If a customer needs to build a functional health product for market in six weeks, we provide every supporting data point—notables include HPLC chromatograms of the key polyphenols, microbiological screening down to four decimal places, heavy metal reports, and moisture profiles for each shipment. Users can check our results against external labs, compare year-on-year figures, and see the practical impact of each harvest. Our staff is trained to answer direct questions about process steps, so customers get a clear path from the field to the finished offering.
Plenty of makers sell “mung bean extract”—with quality ranging from artisan to industrial. We put our bets on traceable sourcing, data-backed claims, and deep familiarity with both user and machine. The knowledge comes not just from textbooks, but from resolving real production problems—protein separation, caking, chemical residue, and even rejected batches that forced process adjustments. The extract heading out in each bag represents a steady translation from raw seed to practical ingredient, ready for the recipes, blends, and health support products that real users put out onto shelves every day.

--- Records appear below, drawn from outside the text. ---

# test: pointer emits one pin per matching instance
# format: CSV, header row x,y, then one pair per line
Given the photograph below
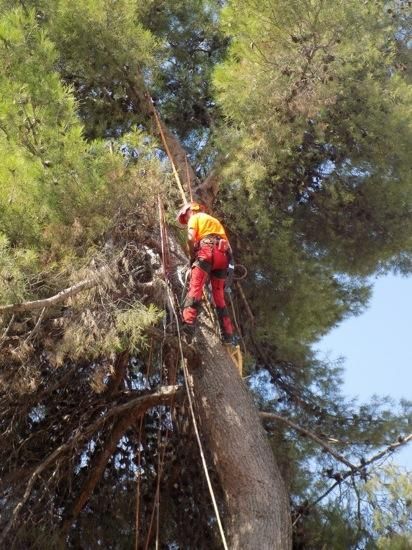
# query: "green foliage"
x,y
312,113
15,267
319,124
131,325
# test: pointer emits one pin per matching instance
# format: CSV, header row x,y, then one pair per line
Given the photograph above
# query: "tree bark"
x,y
258,512
257,502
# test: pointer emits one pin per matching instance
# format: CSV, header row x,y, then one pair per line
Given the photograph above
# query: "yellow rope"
x,y
190,395
169,154
195,427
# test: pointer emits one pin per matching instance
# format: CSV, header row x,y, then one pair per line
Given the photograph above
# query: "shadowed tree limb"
x,y
99,463
310,435
57,298
164,395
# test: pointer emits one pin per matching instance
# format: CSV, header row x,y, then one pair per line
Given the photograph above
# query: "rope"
x,y
195,427
189,389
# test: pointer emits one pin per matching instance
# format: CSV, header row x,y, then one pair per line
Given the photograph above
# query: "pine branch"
x,y
364,463
99,464
57,298
164,395
310,435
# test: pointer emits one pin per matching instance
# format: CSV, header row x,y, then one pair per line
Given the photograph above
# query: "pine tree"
x,y
303,111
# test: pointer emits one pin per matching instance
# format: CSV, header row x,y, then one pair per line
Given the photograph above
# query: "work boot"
x,y
188,331
228,340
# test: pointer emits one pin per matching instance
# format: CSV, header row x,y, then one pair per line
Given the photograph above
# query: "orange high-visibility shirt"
x,y
203,225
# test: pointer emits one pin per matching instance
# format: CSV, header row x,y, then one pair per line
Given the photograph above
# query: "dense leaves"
x,y
303,108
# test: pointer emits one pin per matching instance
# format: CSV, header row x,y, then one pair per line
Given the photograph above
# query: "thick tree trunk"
x,y
257,502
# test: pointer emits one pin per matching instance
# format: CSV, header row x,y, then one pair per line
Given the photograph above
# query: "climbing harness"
x,y
189,389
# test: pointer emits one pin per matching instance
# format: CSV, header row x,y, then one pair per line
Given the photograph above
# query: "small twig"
x,y
36,327
164,395
361,467
7,330
59,297
328,448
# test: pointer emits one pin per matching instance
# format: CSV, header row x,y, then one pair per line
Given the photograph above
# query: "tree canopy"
x,y
297,117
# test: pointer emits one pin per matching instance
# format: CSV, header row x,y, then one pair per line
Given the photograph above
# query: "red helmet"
x,y
193,206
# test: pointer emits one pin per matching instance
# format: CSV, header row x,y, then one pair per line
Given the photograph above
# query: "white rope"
x,y
192,413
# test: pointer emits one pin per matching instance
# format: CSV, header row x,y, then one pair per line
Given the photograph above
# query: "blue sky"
x,y
377,347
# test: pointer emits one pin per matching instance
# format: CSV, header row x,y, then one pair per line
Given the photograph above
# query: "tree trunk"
x,y
256,498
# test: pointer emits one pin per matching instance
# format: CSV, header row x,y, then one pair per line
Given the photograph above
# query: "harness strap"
x,y
222,312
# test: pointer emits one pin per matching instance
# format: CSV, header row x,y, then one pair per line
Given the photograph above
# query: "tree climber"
x,y
210,254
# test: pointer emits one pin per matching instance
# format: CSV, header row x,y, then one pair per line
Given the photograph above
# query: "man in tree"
x,y
209,252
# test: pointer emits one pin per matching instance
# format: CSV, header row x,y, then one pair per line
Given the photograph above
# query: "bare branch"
x,y
59,297
307,433
164,395
99,464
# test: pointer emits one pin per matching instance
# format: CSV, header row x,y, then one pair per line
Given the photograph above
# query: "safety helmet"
x,y
193,206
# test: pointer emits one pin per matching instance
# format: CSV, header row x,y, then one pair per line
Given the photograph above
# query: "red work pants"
x,y
210,262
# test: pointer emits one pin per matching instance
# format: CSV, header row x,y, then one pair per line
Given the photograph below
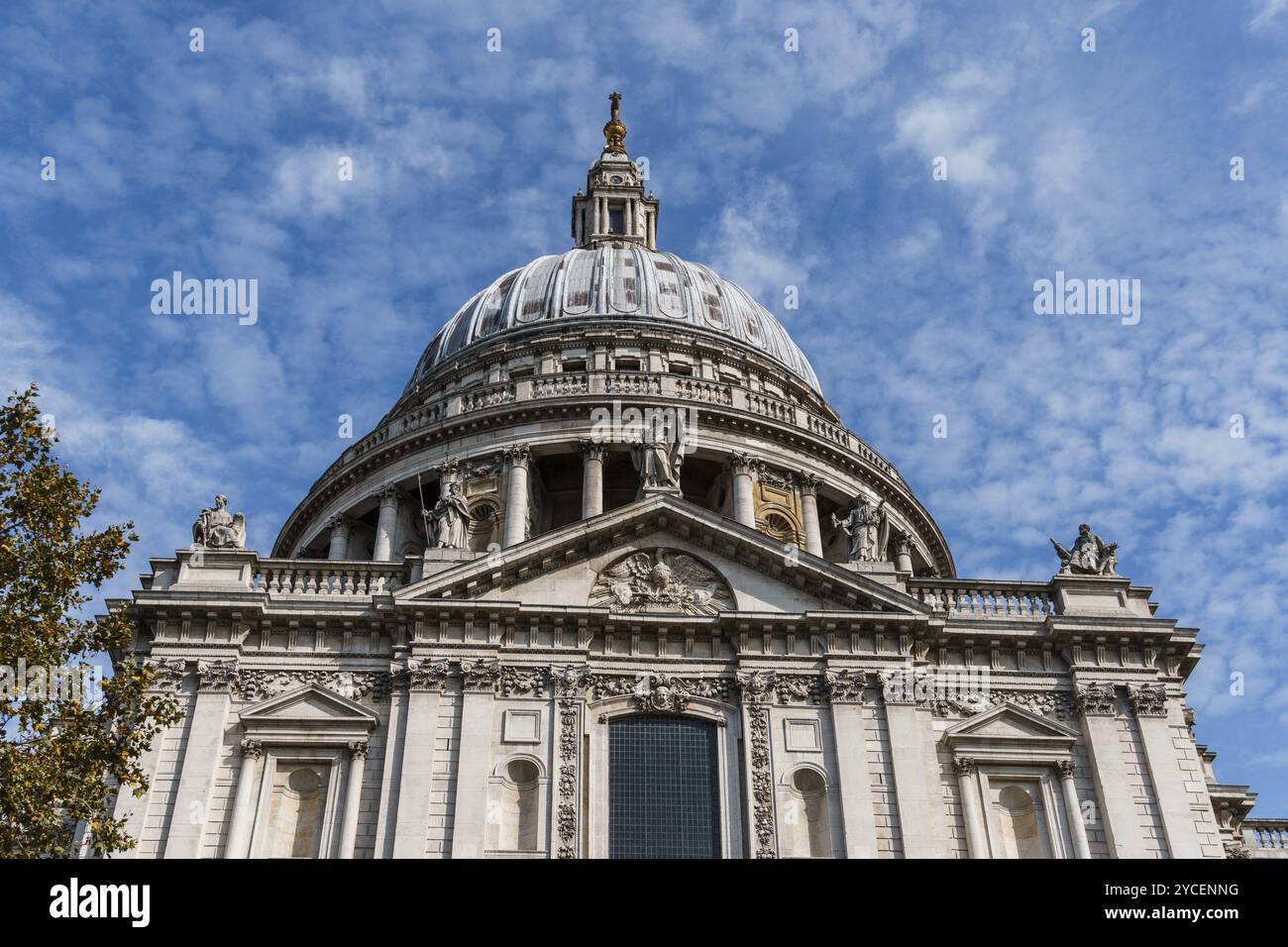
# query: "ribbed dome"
x,y
614,285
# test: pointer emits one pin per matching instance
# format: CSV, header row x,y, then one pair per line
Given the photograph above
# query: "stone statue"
x,y
217,528
658,457
868,528
450,518
1089,557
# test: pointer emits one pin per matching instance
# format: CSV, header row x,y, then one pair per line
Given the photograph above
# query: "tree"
x,y
62,748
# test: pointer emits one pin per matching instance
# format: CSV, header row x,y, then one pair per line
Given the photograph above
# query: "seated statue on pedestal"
x,y
217,528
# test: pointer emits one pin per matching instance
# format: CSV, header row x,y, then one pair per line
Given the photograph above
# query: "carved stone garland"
x,y
758,689
567,684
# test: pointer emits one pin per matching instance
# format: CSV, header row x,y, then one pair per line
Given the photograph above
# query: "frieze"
x,y
170,673
261,684
1147,699
845,685
657,692
1098,699
481,674
217,676
523,682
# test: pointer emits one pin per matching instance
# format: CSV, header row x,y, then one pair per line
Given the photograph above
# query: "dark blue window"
x,y
664,792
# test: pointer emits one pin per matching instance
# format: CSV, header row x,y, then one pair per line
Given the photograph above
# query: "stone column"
x,y
205,744
340,530
903,552
591,478
134,809
1098,707
807,486
1073,810
352,797
858,817
922,818
469,821
743,505
386,525
244,806
516,495
1150,706
411,823
973,813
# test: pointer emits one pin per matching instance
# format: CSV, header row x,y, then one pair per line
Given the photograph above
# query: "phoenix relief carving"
x,y
661,582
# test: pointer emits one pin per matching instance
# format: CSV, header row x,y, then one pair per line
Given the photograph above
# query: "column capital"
x,y
592,450
1147,699
1095,699
806,482
518,457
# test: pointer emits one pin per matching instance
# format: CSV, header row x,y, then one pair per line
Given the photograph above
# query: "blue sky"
x,y
809,169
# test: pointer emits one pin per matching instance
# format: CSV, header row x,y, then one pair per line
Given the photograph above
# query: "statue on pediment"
x,y
658,457
450,518
218,528
868,528
1089,557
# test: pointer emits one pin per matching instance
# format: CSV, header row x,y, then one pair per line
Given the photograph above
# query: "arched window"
x,y
519,806
1021,822
664,792
806,822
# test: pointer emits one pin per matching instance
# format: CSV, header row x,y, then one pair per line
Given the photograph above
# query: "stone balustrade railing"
x,y
967,598
1265,838
614,384
325,578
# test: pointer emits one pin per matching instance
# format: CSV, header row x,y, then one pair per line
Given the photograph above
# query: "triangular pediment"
x,y
729,567
309,705
1009,724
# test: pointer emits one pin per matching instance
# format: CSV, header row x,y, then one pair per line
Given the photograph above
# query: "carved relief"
x,y
481,674
1147,699
170,673
522,682
657,692
845,686
567,684
217,676
661,582
1096,698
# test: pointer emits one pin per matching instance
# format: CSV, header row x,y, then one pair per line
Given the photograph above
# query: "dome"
x,y
616,285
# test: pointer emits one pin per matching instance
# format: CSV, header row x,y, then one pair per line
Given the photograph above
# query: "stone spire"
x,y
613,210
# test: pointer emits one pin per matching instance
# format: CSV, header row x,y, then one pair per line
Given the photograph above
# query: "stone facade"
x,y
433,660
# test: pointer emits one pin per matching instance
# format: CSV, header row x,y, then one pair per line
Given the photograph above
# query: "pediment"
x,y
310,706
1010,724
732,567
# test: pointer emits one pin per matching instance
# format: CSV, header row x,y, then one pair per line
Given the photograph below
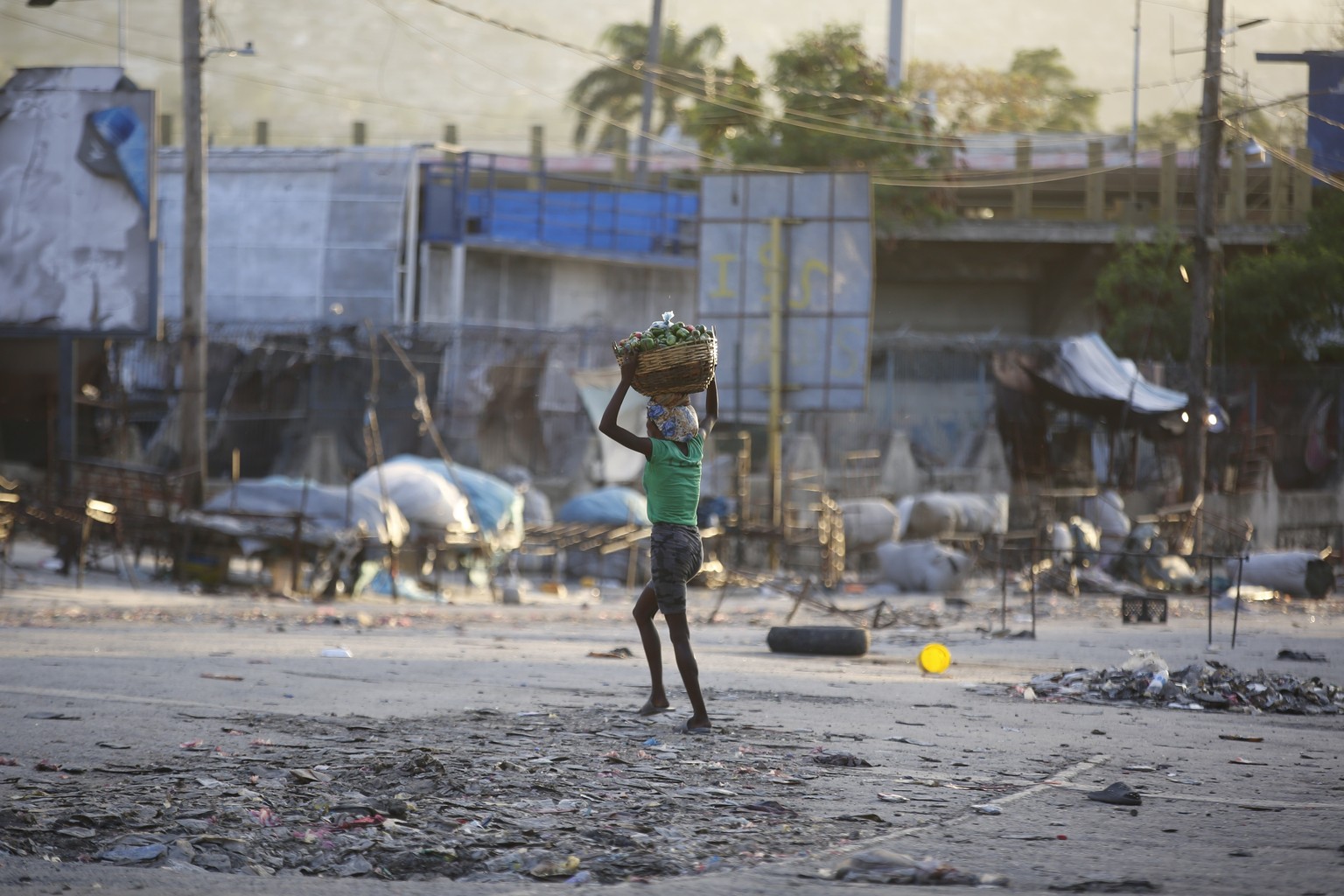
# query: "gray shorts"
x,y
675,556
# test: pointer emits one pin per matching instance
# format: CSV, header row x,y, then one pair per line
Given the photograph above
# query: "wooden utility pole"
x,y
1208,256
191,402
651,75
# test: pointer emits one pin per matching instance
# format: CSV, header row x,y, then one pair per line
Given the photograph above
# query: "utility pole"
x,y
1208,256
1133,127
191,403
895,42
651,75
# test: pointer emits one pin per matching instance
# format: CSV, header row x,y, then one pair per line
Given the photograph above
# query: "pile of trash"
x,y
576,794
1144,679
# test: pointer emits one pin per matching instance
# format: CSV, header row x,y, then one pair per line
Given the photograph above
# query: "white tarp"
x,y
1086,368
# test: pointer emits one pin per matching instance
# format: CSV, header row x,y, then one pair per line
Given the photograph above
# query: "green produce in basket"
x,y
663,333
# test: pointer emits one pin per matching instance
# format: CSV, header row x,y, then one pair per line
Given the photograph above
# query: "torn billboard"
x,y
77,203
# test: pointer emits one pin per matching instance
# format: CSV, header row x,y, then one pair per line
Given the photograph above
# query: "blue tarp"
x,y
613,506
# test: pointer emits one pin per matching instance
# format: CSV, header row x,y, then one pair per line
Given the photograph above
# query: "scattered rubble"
x,y
1200,685
566,794
889,866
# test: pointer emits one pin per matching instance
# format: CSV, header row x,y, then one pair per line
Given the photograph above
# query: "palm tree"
x,y
612,97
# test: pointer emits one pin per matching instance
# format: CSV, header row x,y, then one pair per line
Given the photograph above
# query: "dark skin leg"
x,y
646,609
679,632
680,635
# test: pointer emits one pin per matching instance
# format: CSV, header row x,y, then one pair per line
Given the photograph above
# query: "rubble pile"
x,y
1201,685
574,794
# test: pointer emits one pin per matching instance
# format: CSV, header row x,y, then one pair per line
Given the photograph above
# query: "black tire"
x,y
835,641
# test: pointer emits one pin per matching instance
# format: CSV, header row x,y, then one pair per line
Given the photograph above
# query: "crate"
x,y
1143,609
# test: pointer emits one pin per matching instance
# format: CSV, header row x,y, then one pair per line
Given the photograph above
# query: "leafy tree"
x,y
729,112
1144,300
1037,93
1280,306
1181,127
836,112
1288,304
858,127
617,95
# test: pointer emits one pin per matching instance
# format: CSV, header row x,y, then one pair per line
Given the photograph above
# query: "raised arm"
x,y
609,427
711,406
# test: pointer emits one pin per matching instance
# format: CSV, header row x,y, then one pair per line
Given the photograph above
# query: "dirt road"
x,y
156,740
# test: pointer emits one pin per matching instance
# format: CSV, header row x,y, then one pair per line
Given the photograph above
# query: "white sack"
x,y
940,514
922,566
869,522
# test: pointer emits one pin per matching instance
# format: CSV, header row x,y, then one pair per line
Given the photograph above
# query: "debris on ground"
x,y
889,866
1117,794
614,653
1300,655
1200,685
1126,886
561,794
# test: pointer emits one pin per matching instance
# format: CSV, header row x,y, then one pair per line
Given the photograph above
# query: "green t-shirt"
x,y
672,481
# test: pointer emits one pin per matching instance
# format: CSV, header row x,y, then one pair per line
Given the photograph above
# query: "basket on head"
x,y
686,367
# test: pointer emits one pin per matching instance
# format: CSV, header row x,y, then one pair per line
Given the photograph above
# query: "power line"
x,y
639,65
1288,158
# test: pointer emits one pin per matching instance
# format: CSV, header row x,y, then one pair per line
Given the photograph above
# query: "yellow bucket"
x,y
934,659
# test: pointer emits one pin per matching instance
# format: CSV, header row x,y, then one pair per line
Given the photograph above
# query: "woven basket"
x,y
684,368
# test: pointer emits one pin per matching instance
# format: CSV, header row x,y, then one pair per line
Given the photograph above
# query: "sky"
x,y
409,67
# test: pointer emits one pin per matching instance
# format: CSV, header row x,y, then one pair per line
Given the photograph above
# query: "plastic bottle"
x,y
1158,682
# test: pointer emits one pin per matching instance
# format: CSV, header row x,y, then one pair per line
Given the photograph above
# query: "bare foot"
x,y
652,708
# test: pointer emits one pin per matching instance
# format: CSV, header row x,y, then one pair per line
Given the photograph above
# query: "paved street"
x,y
105,688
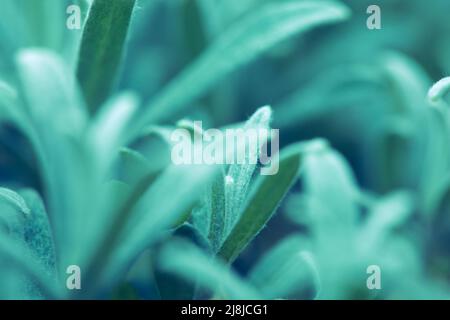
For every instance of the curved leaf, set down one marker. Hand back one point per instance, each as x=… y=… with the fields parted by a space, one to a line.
x=243 y=42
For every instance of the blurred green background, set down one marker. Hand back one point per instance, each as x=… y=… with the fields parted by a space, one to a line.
x=364 y=91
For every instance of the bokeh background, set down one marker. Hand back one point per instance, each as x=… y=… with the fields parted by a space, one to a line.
x=365 y=91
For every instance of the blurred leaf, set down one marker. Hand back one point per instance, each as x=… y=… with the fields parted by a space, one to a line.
x=102 y=48
x=15 y=200
x=286 y=270
x=239 y=175
x=388 y=213
x=187 y=261
x=329 y=180
x=145 y=217
x=242 y=43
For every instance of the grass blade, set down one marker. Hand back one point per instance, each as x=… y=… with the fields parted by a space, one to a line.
x=268 y=193
x=102 y=48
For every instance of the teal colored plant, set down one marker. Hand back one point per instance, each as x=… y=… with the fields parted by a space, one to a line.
x=85 y=151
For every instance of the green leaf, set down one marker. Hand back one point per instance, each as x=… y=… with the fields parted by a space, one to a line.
x=108 y=128
x=145 y=217
x=388 y=213
x=13 y=254
x=102 y=48
x=37 y=232
x=15 y=200
x=242 y=43
x=286 y=270
x=133 y=166
x=239 y=175
x=51 y=92
x=439 y=90
x=171 y=287
x=188 y=262
x=268 y=192
x=328 y=180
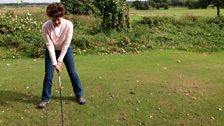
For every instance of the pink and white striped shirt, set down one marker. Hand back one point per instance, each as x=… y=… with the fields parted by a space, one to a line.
x=57 y=40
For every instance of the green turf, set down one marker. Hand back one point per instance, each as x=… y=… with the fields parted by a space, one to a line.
x=155 y=88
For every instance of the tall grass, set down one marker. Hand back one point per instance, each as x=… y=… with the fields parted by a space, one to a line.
x=162 y=87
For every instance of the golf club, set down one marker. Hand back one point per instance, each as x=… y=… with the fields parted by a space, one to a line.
x=60 y=88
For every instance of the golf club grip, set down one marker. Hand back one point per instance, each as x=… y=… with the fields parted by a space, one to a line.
x=61 y=104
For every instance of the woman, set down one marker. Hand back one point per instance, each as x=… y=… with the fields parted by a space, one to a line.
x=57 y=33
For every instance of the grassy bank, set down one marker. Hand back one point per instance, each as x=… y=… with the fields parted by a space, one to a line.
x=153 y=88
x=177 y=12
x=20 y=35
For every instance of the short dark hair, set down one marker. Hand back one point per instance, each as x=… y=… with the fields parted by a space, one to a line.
x=55 y=10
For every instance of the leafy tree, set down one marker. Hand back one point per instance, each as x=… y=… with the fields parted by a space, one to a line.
x=80 y=7
x=115 y=14
x=217 y=3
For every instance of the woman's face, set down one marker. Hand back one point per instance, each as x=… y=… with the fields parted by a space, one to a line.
x=56 y=21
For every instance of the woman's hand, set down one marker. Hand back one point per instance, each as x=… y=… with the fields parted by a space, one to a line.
x=58 y=67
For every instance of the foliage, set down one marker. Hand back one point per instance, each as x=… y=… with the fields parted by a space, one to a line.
x=151 y=4
x=20 y=33
x=115 y=14
x=80 y=7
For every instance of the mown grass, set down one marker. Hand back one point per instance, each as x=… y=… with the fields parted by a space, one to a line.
x=162 y=87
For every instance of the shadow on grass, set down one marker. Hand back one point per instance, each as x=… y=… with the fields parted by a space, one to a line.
x=9 y=97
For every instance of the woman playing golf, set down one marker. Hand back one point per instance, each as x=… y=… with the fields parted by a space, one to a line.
x=57 y=33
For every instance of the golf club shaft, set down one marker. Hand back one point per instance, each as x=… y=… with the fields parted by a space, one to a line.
x=61 y=104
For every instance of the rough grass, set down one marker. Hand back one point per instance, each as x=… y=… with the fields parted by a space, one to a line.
x=176 y=12
x=152 y=88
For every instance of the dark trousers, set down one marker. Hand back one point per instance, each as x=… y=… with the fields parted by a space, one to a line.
x=69 y=62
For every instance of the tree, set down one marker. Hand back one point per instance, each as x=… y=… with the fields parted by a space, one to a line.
x=115 y=14
x=217 y=3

This commitment to practical excellence gives our extract its real-world value. Every worker, from the person loading beans to the lab team finalizing a report, knows our product goes into anything from a breakfast drink in Tokyo to a protein bar in Berlin. Being the manufacturer means facing every surprise and feedback loop directly. Delivering a powdered extract that answers real customer needs—meeting a consistent, honest description and holding up under scrutiny—carries more weight than any brochure could describe.